Central bank will ‘do whatever it takes’ to support economy


Federal Reserve Bank President of San Francisco Mary Daly told Yahoo Finance on Tuesday the United States is already likely in a recession but committed the central bank to supporting the economy as the U.S. responds to the coronavirus.

“The Federal Reserve is prepared to do whatever it takes within our powers to ensure we are part of the solution of shoring up people over the virus, shoring up the American economy and putting us in the best position to grow again once the virus recedes,” Daly told Yahoo Finance in an exclusive interview Tuesday.

Daly oversees nine states as one of the Fed’s 12 regional bank presidents and said her district, which includes the hard hit major West Coast cities of Seattle and Los Angeles, has experienced an economic “hard stop.”

Daly said uncertainty makes it difficult to predict where unemployment and GDP growth will go, but said the economy is either in a recession or “will be.” Daly said she expects the economy to “get a little bit worse” as shelter-in-place and quarantine measures continue across the country.

“You can’t have millions of people losing their jobs and tens and thousands or workers being furloughed for an indefinite period without tipping the economy into a downturn,” Daly said.

Main Street Lending

Daly said the Fed is “doing exactly what you would want from us as public servants,” emphasizing that the central bank is turning to unprecedented tools at an unprecedented time.  Maybe you like E-learning.

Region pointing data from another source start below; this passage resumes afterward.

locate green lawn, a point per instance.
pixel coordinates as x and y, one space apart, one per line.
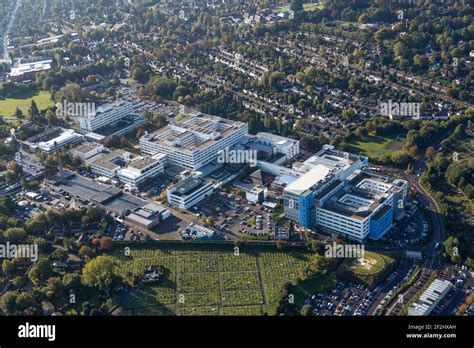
375 264
311 286
306 7
9 105
210 279
375 146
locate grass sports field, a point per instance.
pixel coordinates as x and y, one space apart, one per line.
9 105
375 146
210 280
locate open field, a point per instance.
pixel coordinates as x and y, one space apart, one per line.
308 287
377 268
210 279
306 7
9 105
375 146
371 263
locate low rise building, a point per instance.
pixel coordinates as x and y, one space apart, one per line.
286 146
28 71
87 152
148 216
45 141
142 169
131 169
256 195
430 298
189 192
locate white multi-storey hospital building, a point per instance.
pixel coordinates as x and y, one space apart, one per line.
195 140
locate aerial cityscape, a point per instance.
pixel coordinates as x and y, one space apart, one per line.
236 158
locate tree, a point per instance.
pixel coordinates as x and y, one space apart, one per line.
106 243
24 301
54 288
431 153
306 310
15 234
99 273
33 112
85 251
9 302
296 5
280 244
8 267
41 271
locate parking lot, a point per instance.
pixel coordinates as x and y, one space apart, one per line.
410 232
233 215
347 299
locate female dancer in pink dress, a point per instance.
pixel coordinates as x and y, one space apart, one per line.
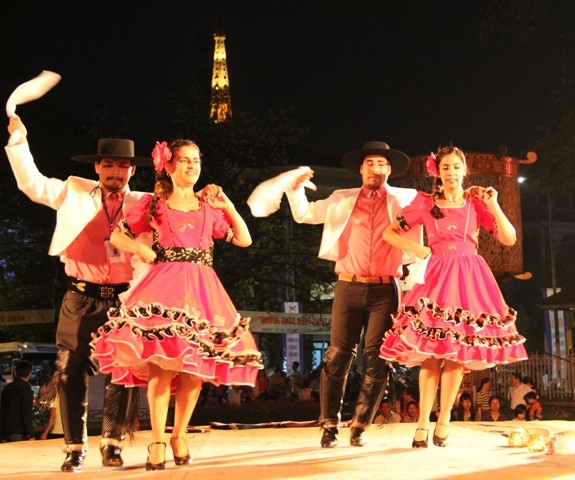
177 325
458 318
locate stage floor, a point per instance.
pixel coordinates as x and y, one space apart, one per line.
476 451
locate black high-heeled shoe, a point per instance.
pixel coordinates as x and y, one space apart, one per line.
420 443
440 441
156 466
186 459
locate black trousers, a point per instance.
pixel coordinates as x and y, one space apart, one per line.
81 315
357 307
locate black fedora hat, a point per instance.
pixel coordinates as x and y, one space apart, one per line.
399 161
114 148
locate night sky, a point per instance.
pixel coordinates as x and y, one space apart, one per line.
411 73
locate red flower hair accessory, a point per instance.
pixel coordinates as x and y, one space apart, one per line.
161 155
431 165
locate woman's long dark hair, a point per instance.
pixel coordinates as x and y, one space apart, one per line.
437 186
164 186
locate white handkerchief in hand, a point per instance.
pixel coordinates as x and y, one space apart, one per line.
416 272
31 90
267 196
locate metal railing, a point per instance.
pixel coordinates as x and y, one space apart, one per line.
553 376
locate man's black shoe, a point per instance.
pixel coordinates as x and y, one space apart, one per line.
111 456
358 437
73 461
329 437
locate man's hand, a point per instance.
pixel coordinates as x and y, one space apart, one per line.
304 177
145 253
16 124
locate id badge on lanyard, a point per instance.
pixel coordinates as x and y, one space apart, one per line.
115 255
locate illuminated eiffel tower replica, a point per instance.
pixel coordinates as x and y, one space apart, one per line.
220 101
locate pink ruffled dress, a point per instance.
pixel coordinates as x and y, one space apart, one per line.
178 316
459 312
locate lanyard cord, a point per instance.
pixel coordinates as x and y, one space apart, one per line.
113 217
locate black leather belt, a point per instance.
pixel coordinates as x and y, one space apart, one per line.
372 280
108 291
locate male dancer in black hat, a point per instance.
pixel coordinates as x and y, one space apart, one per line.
367 290
88 211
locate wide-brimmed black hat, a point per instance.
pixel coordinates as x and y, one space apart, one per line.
114 148
399 161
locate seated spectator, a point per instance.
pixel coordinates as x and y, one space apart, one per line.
386 414
483 395
16 406
48 399
262 383
407 395
520 413
295 379
353 384
278 384
466 411
493 414
412 414
534 408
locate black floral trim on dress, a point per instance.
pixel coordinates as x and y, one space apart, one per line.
440 333
459 315
125 228
402 223
184 254
186 326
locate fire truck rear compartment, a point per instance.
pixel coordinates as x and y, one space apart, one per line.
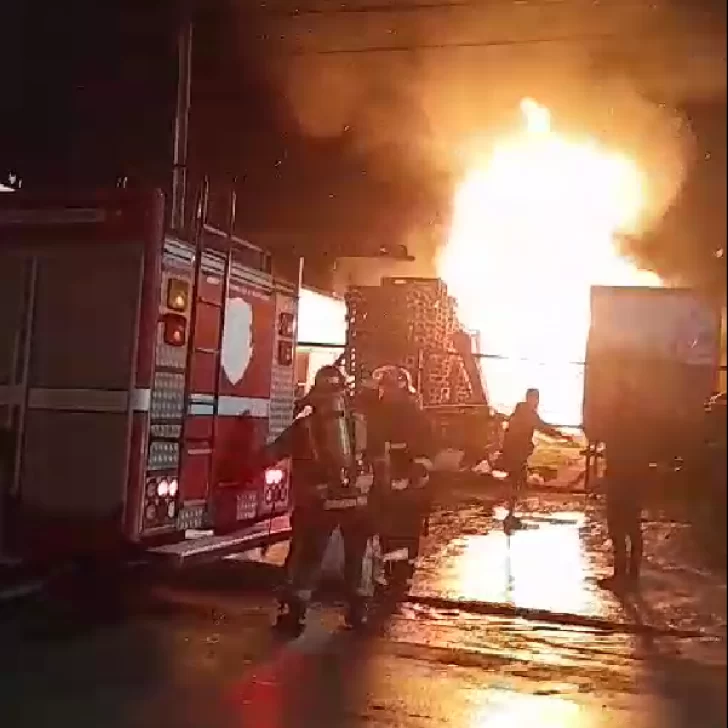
76 382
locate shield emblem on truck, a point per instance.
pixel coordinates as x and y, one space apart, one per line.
237 339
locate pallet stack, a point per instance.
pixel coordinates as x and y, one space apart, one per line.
409 322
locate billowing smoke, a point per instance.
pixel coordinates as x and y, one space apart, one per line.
414 121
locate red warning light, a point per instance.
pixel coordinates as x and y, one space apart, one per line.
177 294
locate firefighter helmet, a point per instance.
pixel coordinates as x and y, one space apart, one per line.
329 377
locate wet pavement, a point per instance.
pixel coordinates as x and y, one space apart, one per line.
198 650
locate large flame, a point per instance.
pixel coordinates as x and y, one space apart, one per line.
533 228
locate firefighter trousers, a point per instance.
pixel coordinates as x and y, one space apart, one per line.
312 530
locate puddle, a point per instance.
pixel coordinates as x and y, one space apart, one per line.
543 566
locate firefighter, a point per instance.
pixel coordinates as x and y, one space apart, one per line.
518 447
400 440
327 494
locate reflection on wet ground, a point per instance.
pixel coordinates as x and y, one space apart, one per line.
213 661
542 566
507 708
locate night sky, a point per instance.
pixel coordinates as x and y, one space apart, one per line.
88 92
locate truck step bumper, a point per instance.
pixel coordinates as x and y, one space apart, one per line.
211 547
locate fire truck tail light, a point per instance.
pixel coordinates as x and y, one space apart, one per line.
285 353
274 476
175 329
177 294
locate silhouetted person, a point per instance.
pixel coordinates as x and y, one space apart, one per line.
518 445
627 448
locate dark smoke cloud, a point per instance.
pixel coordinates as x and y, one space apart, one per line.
415 121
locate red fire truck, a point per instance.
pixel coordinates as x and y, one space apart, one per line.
127 358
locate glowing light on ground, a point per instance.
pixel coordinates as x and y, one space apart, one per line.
534 227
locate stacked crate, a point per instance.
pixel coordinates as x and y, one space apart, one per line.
409 322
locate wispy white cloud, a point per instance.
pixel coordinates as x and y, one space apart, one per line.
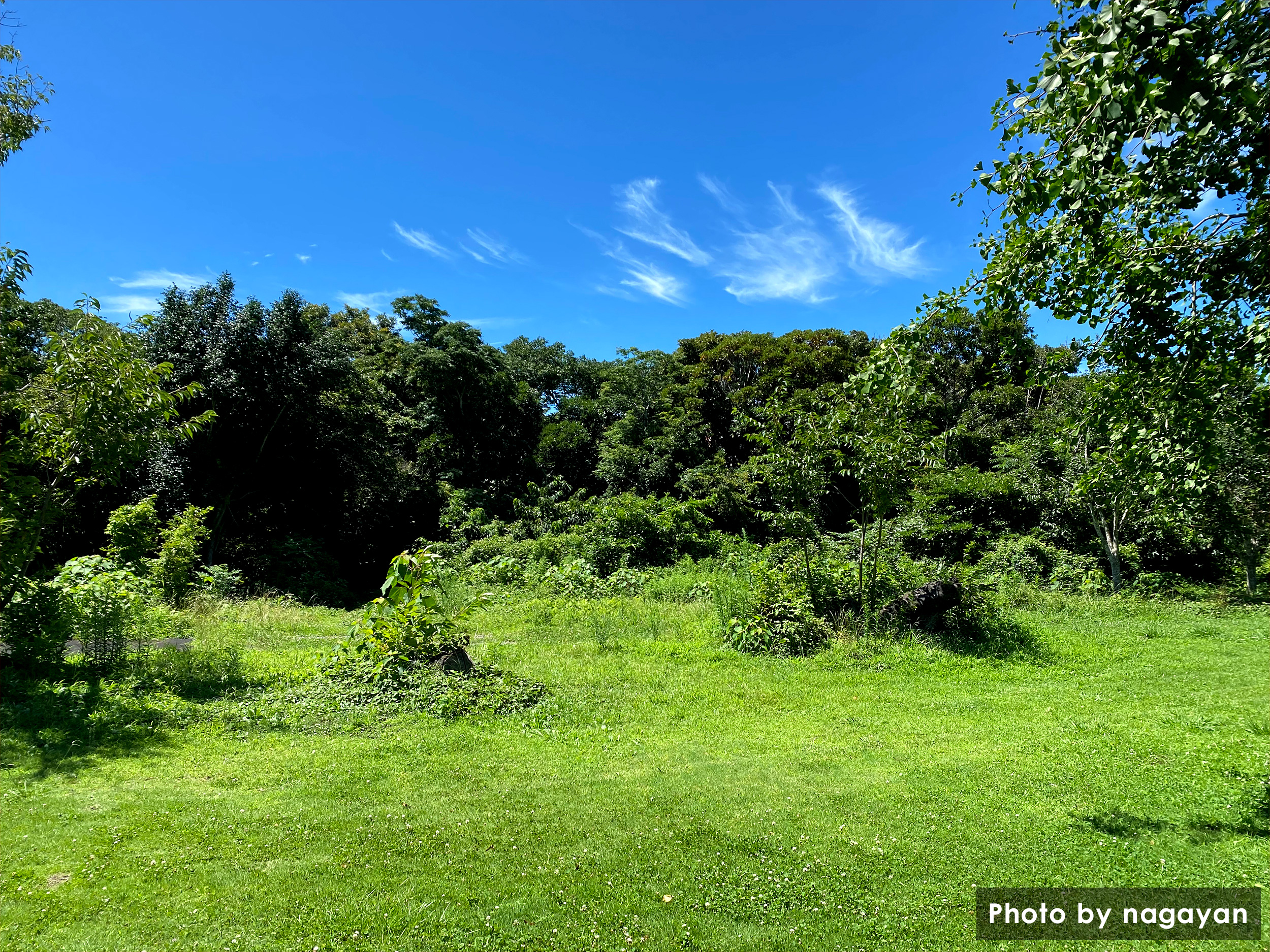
722 194
642 276
375 301
492 248
648 278
649 224
497 323
163 278
877 248
129 304
790 259
423 242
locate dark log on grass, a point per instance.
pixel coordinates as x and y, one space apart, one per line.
925 602
455 661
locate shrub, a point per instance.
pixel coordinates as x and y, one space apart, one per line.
684 583
191 674
1035 563
36 625
106 607
220 580
174 569
639 531
134 534
408 621
416 686
781 620
576 578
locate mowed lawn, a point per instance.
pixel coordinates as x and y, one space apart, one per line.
669 795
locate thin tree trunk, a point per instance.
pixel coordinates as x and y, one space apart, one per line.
811 588
1109 536
862 563
873 583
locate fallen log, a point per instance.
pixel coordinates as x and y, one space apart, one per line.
925 602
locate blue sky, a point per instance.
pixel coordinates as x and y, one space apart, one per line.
602 174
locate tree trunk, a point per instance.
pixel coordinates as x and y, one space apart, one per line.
862 563
811 588
873 583
1109 536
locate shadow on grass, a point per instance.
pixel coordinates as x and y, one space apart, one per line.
983 630
1255 822
61 715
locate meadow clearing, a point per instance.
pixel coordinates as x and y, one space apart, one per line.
666 794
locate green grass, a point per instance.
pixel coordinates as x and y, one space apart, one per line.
670 794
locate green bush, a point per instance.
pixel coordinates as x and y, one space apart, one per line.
643 531
408 622
220 580
134 535
416 686
1025 559
188 673
36 625
106 606
781 620
178 556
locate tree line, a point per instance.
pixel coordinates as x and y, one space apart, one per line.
1129 199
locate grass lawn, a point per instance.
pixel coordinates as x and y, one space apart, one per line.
669 794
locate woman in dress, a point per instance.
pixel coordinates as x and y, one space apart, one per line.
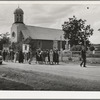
51 56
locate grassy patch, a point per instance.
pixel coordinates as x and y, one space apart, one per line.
45 81
12 85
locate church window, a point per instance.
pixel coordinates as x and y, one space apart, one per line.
13 34
21 36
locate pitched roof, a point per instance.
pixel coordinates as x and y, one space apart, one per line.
44 33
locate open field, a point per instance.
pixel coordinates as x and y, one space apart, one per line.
33 79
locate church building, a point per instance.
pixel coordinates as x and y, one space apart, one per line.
45 38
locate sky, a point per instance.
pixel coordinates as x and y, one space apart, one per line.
52 16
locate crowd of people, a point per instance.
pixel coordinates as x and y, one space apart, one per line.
42 56
47 57
15 56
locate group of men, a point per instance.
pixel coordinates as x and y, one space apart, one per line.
42 57
47 56
15 56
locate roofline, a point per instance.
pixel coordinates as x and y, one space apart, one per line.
44 27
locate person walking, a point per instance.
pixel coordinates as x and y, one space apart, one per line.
83 55
21 57
51 56
30 56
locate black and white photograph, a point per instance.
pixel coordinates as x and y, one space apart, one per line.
50 46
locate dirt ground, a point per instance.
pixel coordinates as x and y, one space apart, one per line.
63 77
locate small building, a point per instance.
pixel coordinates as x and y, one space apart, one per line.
44 38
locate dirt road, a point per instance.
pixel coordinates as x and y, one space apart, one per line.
68 69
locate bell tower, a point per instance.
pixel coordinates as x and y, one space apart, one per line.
18 26
18 15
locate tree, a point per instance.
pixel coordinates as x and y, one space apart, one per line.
77 32
4 39
92 48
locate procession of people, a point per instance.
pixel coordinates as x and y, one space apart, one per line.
41 56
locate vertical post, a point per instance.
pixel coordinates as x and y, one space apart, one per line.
67 46
60 42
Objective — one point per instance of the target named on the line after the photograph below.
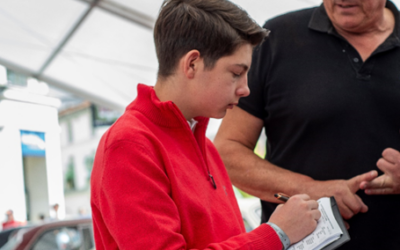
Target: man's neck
(367, 41)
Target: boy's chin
(220, 115)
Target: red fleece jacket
(150, 185)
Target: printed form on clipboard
(330, 232)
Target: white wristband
(282, 235)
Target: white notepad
(327, 231)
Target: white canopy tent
(96, 49)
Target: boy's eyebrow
(244, 66)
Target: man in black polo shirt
(326, 87)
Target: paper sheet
(327, 231)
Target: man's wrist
(281, 234)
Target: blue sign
(33, 143)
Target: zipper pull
(212, 181)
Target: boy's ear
(191, 63)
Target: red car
(58, 235)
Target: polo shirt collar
(320, 21)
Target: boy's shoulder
(130, 127)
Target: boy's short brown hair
(215, 28)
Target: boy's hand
(297, 217)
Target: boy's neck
(173, 90)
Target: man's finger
(386, 166)
(391, 155)
(382, 182)
(354, 183)
(379, 191)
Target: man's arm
(235, 141)
(389, 182)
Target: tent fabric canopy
(98, 50)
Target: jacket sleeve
(135, 203)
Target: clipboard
(345, 236)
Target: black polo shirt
(327, 114)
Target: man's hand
(298, 217)
(389, 182)
(344, 192)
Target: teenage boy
(157, 181)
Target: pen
(282, 197)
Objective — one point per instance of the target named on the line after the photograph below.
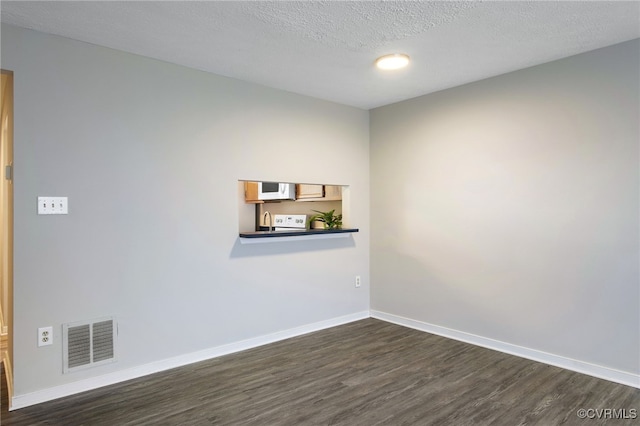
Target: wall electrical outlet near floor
(45, 336)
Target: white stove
(290, 222)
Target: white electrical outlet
(45, 336)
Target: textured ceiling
(326, 49)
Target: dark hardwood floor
(363, 373)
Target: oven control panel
(296, 221)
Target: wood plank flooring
(364, 373)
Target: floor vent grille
(88, 344)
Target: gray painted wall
(150, 154)
(508, 208)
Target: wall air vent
(88, 344)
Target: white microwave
(276, 191)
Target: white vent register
(88, 344)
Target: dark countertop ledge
(267, 234)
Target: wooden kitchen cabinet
(318, 192)
(333, 192)
(251, 192)
(304, 191)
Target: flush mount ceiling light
(394, 61)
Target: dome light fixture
(394, 61)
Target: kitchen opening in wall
(267, 206)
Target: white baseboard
(598, 371)
(25, 400)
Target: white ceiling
(326, 49)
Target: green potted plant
(330, 220)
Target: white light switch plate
(53, 205)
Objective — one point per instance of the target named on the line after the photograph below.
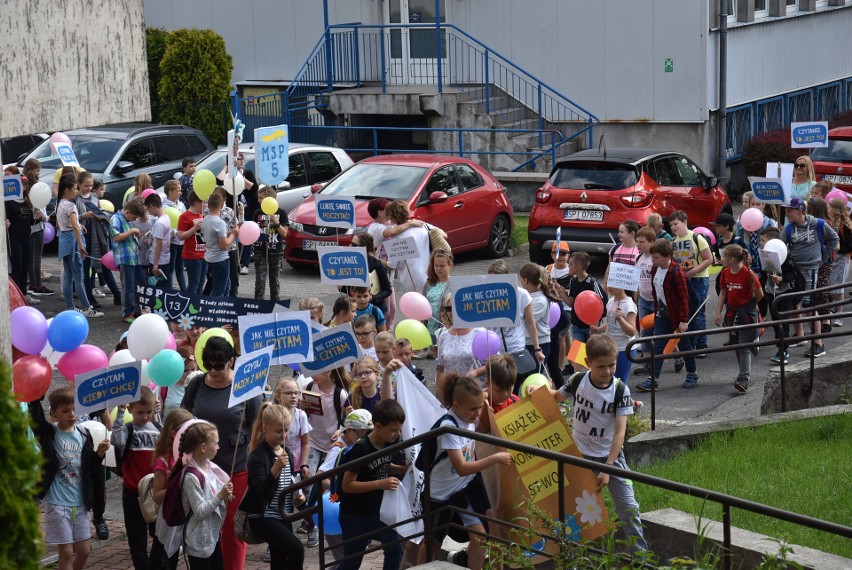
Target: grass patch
(519, 231)
(800, 466)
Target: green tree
(20, 545)
(195, 80)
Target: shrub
(19, 470)
(195, 81)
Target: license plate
(584, 215)
(311, 245)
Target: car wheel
(498, 237)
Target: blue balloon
(67, 331)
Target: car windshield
(838, 150)
(93, 152)
(594, 176)
(371, 180)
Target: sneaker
(313, 538)
(101, 529)
(818, 351)
(647, 386)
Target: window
(323, 166)
(470, 179)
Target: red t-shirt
(193, 247)
(738, 286)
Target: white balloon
(40, 195)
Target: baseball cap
(358, 419)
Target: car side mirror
(438, 197)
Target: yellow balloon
(269, 206)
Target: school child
(620, 326)
(600, 434)
(271, 469)
(456, 474)
(363, 306)
(125, 251)
(208, 501)
(164, 462)
(581, 281)
(135, 444)
(67, 476)
(363, 487)
(365, 391)
(365, 334)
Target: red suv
(834, 162)
(454, 194)
(591, 192)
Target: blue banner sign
(485, 301)
(333, 348)
(343, 266)
(107, 387)
(272, 155)
(335, 211)
(250, 372)
(288, 333)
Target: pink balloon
(249, 233)
(82, 359)
(415, 306)
(109, 261)
(751, 220)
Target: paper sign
(333, 348)
(335, 211)
(107, 388)
(272, 154)
(769, 190)
(66, 155)
(287, 332)
(623, 276)
(809, 135)
(250, 372)
(13, 187)
(343, 265)
(485, 301)
(400, 249)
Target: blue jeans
(220, 277)
(196, 271)
(353, 526)
(131, 275)
(698, 287)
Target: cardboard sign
(287, 332)
(343, 266)
(400, 249)
(190, 310)
(485, 301)
(272, 154)
(335, 211)
(769, 190)
(250, 372)
(13, 187)
(332, 348)
(623, 276)
(107, 388)
(809, 135)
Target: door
(413, 57)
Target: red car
(591, 192)
(452, 193)
(834, 162)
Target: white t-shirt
(592, 428)
(445, 480)
(614, 329)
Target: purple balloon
(555, 314)
(486, 344)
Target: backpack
(426, 462)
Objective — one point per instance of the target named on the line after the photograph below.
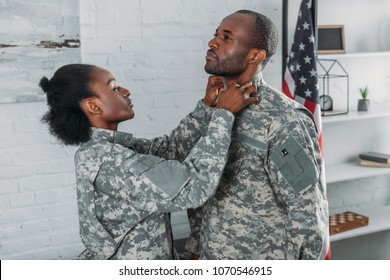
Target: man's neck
(256, 79)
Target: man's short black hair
(264, 35)
(65, 90)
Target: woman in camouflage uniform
(126, 187)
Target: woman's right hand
(236, 97)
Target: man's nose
(213, 43)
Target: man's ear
(90, 106)
(257, 56)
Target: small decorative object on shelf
(334, 87)
(346, 221)
(375, 156)
(363, 103)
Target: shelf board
(375, 111)
(378, 220)
(351, 170)
(354, 55)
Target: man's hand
(214, 87)
(236, 97)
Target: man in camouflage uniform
(270, 203)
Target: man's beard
(228, 67)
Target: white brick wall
(156, 48)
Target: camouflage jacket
(270, 203)
(124, 197)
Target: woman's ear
(257, 56)
(90, 106)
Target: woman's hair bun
(45, 84)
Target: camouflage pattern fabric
(124, 198)
(270, 203)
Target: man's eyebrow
(225, 31)
(110, 80)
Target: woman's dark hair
(264, 36)
(65, 90)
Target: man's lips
(211, 55)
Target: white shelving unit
(379, 218)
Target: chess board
(346, 221)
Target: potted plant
(364, 102)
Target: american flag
(300, 80)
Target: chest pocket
(294, 164)
(243, 147)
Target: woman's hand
(214, 86)
(237, 97)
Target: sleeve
(195, 221)
(180, 140)
(153, 184)
(294, 169)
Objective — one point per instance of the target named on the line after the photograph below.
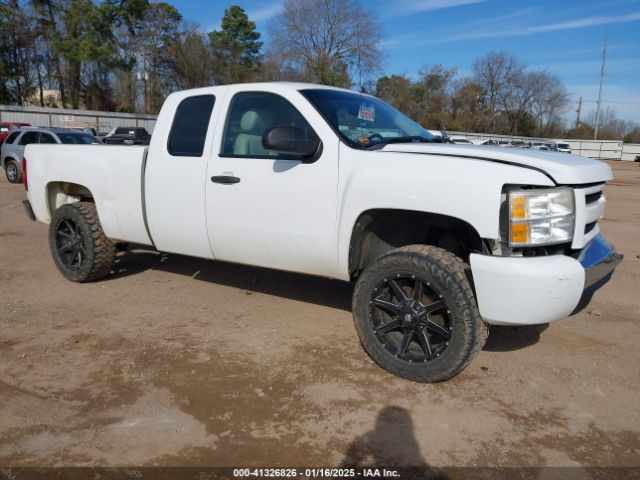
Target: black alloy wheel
(70, 244)
(410, 318)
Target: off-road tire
(12, 171)
(447, 274)
(99, 251)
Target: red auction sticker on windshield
(367, 113)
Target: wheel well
(63, 193)
(378, 231)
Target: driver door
(265, 208)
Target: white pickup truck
(441, 240)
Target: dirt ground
(175, 361)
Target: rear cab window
(29, 138)
(190, 126)
(250, 115)
(12, 137)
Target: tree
(467, 110)
(326, 41)
(155, 35)
(236, 48)
(494, 73)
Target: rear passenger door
(47, 138)
(27, 138)
(266, 208)
(175, 174)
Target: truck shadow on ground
(391, 444)
(293, 286)
(506, 339)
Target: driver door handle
(225, 179)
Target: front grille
(590, 203)
(593, 197)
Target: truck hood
(563, 168)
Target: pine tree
(236, 48)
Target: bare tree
(494, 73)
(326, 41)
(550, 101)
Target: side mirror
(292, 140)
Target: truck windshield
(364, 121)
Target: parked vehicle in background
(563, 147)
(12, 150)
(460, 140)
(439, 239)
(538, 146)
(89, 130)
(128, 136)
(488, 142)
(7, 127)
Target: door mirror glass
(292, 140)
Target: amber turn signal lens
(519, 233)
(518, 206)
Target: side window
(29, 137)
(190, 126)
(46, 138)
(12, 137)
(251, 114)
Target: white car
(440, 239)
(12, 149)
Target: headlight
(541, 217)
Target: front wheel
(80, 249)
(416, 315)
(12, 171)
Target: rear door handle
(225, 179)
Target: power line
(604, 62)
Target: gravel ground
(174, 361)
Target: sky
(563, 37)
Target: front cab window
(251, 115)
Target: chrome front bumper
(533, 290)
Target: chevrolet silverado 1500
(441, 240)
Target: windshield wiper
(407, 139)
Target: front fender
(466, 189)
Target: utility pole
(578, 111)
(604, 62)
(144, 77)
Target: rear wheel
(80, 249)
(416, 314)
(12, 171)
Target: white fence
(67, 118)
(600, 149)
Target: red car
(7, 127)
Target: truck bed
(113, 175)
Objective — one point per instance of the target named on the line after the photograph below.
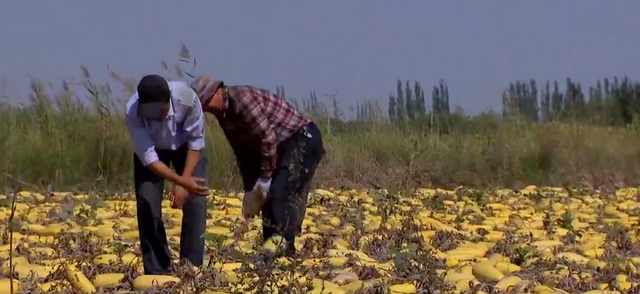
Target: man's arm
(194, 127)
(145, 149)
(254, 116)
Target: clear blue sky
(359, 48)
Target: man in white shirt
(166, 124)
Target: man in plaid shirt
(277, 151)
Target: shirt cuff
(149, 158)
(266, 174)
(196, 144)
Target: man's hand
(252, 203)
(192, 185)
(263, 185)
(178, 196)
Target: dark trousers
(285, 208)
(149, 189)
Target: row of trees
(609, 102)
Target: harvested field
(536, 240)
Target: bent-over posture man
(166, 124)
(277, 151)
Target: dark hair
(153, 88)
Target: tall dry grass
(62, 142)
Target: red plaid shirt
(256, 118)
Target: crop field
(533, 240)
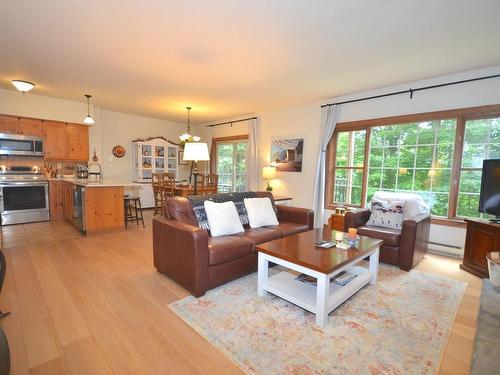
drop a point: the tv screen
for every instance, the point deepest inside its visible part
(489, 199)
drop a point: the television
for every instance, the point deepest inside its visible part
(489, 198)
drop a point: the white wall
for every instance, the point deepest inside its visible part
(304, 120)
(111, 128)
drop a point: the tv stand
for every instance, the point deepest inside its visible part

Some of those tools have been the alphabet soup of liquidity facilities opened up over the past month, which have targeted liquidity strains in U.S. Treasury, U.S. dollar, municipal debt, corporate debt, and mortgage markets.

On Tuesday morning, the Fed announced a repo facility available to central banks and monetary authorities around the world, which would temporarily offer U.S. dollars in exchange for U.S. Treasuries held abroad.

The Fed’s actions are designed to offer “basic lending that is required” for a properly functioning market, Daly said.

Daly said the next big focus for the Fed is a previously-announced Main Street Business Lending Facility that would include some backing from the $454 billion in appropriations granted to the Fed from last week’s relief bill.

The central bank is still working through the details on such a program, but Daly said lending to institutions that cannot access Fed liquidity facilities or Small Business Administration loans is “a part of Main Street that still needs to be treated.”


With the Fed having slashed interest rates to zero, President Donald Trump tweeted on Tuesday that he would like to take advantage of low rates and invest in an infrastructure bill.

Daly says she is a proponent of infrastructure spending as a way to “ensure we can grow faster going forward, adding that low rates do factor into the room that fiscal policymakers have.

“The Fed’s commitment to keep interest rates accommodative until we achieve our dual mandate goals,” Daly said. The Fed’s dual mandate consists of maximum employment and stable prices.

Broadly, Daly said the Fed will continue to use its tools to support the economy as the health response continues.

“While these actions are unprecedented, we’re not unpracticed at them,” Daly said. “We know how to do them it’s just that the scale is much more vast.”